This is the namespace for all functions and classes defined and used in the exblas library. More...

Namespaces
namespace	cpu
	cpu versions of the primitive functions

namespace	gpu
	gpu (CUDA) versions of primitive functions

Classes
union	udouble
	Utility union to display all bits of a double (using type-punning) More...

Functions
template<class PointerOrValue1 , class PointerOrValue2 , size_t NBFPE = 3>
__host__ void	exdot_gpu (unsigned size, PointerOrValue1 x1_ptr, PointerOrValue2 x2_ptr, int64_t d_superacc, int status)
	GPU version of exact dot product. More...

template<class PointerOrValue1 , class PointerOrValue2 , class PointerOrValue3 , size_t NBFPE = 3>
__host__ void	exdot_gpu (unsigned size, PointerOrValue1 x1_ptr, PointerOrValue2 x2_ptr, PointerOrValue3 x3_ptr, int64_t d_superacc, int status)
	GPU version of exact dot product. More...

template<class PointerOrValue1 , class PointerOrValue2 , size_t NBFPE = 8>
void	exdot_omp (unsigned size, PointerOrValue1 x1_ptr, PointerOrValue2 x2_ptr, int64_t h_superacc, int status)
	OpenMP parallel version of exact triple dot product. More...

template<class PointerOrValue1 , class PointerOrValue2 , class PointerOrValue3 , size_t NBFPE = 8>
void	exdot_omp (unsigned size, PointerOrValue1 x1_ptr, PointerOrValue2 x2_ptr, PointerOrValue3 x3_ptr, int64_t h_superacc, int status)
	OpenMP parallel version of exact triple dot product. More...

template<class PointerOrValue1 , class PointerOrValue2 , size_t NBFPE = 8>
void	exdot_cpu (unsigned size, PointerOrValue1 x1_ptr, PointerOrValue2 x2_ptr, int64_t h_superacc, int status)
	Serial version of exact dot product.
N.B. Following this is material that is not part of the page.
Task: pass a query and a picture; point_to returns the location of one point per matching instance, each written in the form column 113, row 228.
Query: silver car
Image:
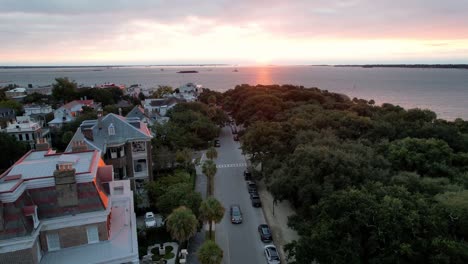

More...

template<class PointerOrValue1 , class PointerOrValue2 , class PointerOrValue3 , size_t NBFPE = 8>
void	exdot_cpu (unsigned size, PointerOrValue1 x1_ptr, PointerOrValue2 x2_ptr, PointerOrValue3 x3_ptr, int64_t h_superacc, int status)
	Serial version of exact dot product. More...

static void	mpi_reduce_communicator (MPI_Comm comm, MPI_Comm comm_mod, MPI_Comm comm_mod_reduce)
	This function can be used to partition communicators for the `exblas::reduce_mpi_cpu` function. More...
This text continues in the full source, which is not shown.